I wrote a piece on ‘Make your own financial plan’ – this appeared on yahoo finance and some of you may have read it. What is amazing is the response that I have got for the same.
Largely saying the following:
– future is uncertain, SO DO NOT PLAN.
– equity markets are too risky, SO KEEP MONEY IN BANK FDs
– for long term requirement buy LIC JEEVAN ANAND.
– trust God, PLANNING IS UNNECESSARY
– mutual funds and ulips are lousy, GAMBLING is an easy way of earning money.
– INFLATION will be high, SO DO NOT PLAN
– for a common man LIC IS THE BEST…AVOID CAPITAL MARKETS.
To me this is a microcosm of India, and am happy with the results so far. When more and more people STAY AWAY from the equity markets, it becomes easier to handle LOWER EXPECTATIONS I guess. I expect only about 12% on my equity portfolio – that looks easy.
Am I sad when I see such people? No, never.

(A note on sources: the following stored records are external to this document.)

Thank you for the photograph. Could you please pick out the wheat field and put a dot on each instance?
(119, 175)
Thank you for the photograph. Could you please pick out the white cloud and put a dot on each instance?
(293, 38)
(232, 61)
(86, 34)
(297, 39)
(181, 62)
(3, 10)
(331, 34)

To me such people will ensure that the good shares will constantly push the bad shares out of the sensex!
People who buy LIC policies of course are in the bigger bill – their contribution keeps the country running. We need LIC and its bhakts – otherwise supporting the equity market and the debt market will become difficult.
Should you keep all your money in cash – with uncertain markets? Sure if more people keep their money in debt markets or avoid equity or bullion markets, better for people who have invested in the capital markets!
Could go on and on…………..
Akshata
This is my first comment on this blog, I am following your blog since a few months.
Will it be beneficial if more and more people enter the equity markets? Will the returns be better for everyone if more and more people enter the market? I do not know if this is a very basic question, but I had this question going up in my mind for sometime now.
Sansvk
Oh how come no responses about RE being a safe haven… 🙂
Abhijit
There is a lobby of Agents (LIC/ULIP, and other lousy products) that keeps touting only products they sell. Even I have faced a severe criticism for fooling people (!) when I commented on financial articles published on news sites in favor of equities or against such lousy schemes.
From the language, girt, determination and explanations that they provided, it was evident that they themselves were sellers of these schemes (mostly LIC). They even recommended some schemes in comments!